Solving a Simple Logical Problem in AVR Assembler, and scaling up to 16 bits (PART I)

If you go on over to Coderbyte.com there is a free programming challenge called Pentagonal Number that asks you to calculate the number of dots in a pentagon based on some pattern of growth.

1, 6, 16, 31 dots respectively

The idea is to write a program that takes some number as input and returns the amount of dots that would appear in that number’s iteration of whatever pattern is going on here. It’s not hard to figure out that the pattern is the iteration number, multiplied by 5, added to the number of dots in the previous iteration.

int dots = 1;
for(int  iteration=0; iteration<input; iteration++ ){
  dots = dots + iteration*5;
}

I think this pretty much sums up the solution in a C-like language. Very easy. But it is important to check that it works. The input should always be greater than 0, since I’m not sure what a zero’th pentagon would be. Thus, an input of 1 would return a “pentagon” of 1 dot. An input of 2 would return a pentagon of size 6. And input of 3 would return a pentagon of size 16; etc.

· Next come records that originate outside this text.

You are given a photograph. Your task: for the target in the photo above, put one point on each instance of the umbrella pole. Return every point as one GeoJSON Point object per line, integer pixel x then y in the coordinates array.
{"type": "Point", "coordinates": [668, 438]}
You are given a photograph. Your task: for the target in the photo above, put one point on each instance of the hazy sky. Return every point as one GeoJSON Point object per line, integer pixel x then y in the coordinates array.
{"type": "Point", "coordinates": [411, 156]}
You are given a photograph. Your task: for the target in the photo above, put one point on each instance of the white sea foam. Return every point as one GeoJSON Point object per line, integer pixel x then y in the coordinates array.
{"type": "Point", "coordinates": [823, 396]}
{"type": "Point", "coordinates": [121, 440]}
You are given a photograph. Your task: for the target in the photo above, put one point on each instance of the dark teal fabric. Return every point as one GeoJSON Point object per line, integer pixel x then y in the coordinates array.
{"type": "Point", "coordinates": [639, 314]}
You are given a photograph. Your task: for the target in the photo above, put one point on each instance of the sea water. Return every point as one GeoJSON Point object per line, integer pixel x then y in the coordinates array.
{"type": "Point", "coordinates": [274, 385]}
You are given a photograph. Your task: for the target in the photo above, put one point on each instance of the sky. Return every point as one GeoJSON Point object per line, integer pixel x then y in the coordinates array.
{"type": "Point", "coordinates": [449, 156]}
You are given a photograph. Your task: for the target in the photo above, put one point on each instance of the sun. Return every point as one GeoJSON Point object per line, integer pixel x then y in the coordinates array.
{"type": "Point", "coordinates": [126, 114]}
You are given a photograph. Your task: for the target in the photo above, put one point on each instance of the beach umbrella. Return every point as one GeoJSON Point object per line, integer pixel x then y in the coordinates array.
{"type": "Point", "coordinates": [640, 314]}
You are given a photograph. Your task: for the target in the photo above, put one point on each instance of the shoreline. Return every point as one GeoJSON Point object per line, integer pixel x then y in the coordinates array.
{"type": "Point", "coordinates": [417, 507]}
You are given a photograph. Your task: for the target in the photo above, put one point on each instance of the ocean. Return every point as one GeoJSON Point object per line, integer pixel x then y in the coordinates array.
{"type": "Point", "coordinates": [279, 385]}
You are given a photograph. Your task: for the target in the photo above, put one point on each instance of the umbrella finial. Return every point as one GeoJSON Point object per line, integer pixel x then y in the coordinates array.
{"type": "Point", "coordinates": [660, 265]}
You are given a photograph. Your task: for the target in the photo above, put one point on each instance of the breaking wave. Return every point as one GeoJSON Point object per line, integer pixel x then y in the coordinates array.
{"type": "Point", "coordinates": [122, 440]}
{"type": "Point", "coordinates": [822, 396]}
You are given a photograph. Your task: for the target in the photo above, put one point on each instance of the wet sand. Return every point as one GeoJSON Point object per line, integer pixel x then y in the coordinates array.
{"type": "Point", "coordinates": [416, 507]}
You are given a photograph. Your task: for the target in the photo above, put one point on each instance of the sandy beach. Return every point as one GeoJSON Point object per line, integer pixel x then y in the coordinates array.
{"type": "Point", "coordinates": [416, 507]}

However, there is one thing that is annoying about this loop. If the input is 1, the solution should also be 1. Thus, if dots initializes at 1, then the loop doesn’t need to run at all. But it does, it runs at least once, and thus does a useless calculation. It multiplies 5 by 0 and then adds it to 1, resulting in 1. This is fixed by initializing iteration to 1.

int dots = 1;
for(int iteration=1; iteration<input; iteration++ ){
  dots = dots + iteration*5;
}

But how could we write this in Assembly? First, I’d want to think about this in terms of how many operations are going on, how many variables I am using, and the nature of the loop that I want to use. First, let me try to count out all of the fundamental instructions that are going on here.

1. INIT dots
2. INIT iteration
3. INIT or LOAD input
4. MULTIPLY iteration by 5
5. ADD the results to dots
6. INCREMENT iteration
7. COMPARE iteration with input
8. BRANCH if lower

It looks like I will need up to 3 instructions to initialize or load my variables (w/ each one likely requiring its own register)… plus 3 arithmetic instructions for the calculation… plus 2 conditional instructions to make the loop. Generally in AVR Assembly, condition structures will be made out of two instructions. First, a Compare instruction that sets the Status Register based on the results of subtracting two values. And then a Conditional Branch which either jumps or doesn’t to a location based on information inferred about the results of the Compare operation by reading the Status Register. I guess just to jump right into it, it would look something like this in basic AVR Assembly…

.def five      = r16 .def dots  = r17
.def iteration = r18 .def limit = r19

//imagine input is some address in memory or i/o where we might //receive an arbitrary input the the pentagon problem

LDI five,5                 //load 5 immediately into reg five
LDI dots,1		   //load 1 immediately into reg dots
LDI iteration,1	           //load 1 immediately into reg iteration
LDS limit,input            //load input from dspace into reg limit
RJMP condition             //jump to condition
for_loop:
    MUL iteration,five
    ADD dots,product
    inc iteration
condition:
    CP iteration,limit     //compare iteration w/ limit and branch to
    BRLO for_loop          //for_loop if iteration lower than limit

You’ll be happy to learn that most AVR devices have a MULtiply instruction. Unfortunately, it doesn’t take Immediate Values, it only multiplies registers. Thus, I need to have an extra initialization step where I immediately load a 5 into a register that I named “five”. Because I can infact name registers in AVR Assembly IDE’s, which is amazing because it actually makes Assembly tolerable. This is done with the .def and .undef directives, which can be placed anywhere.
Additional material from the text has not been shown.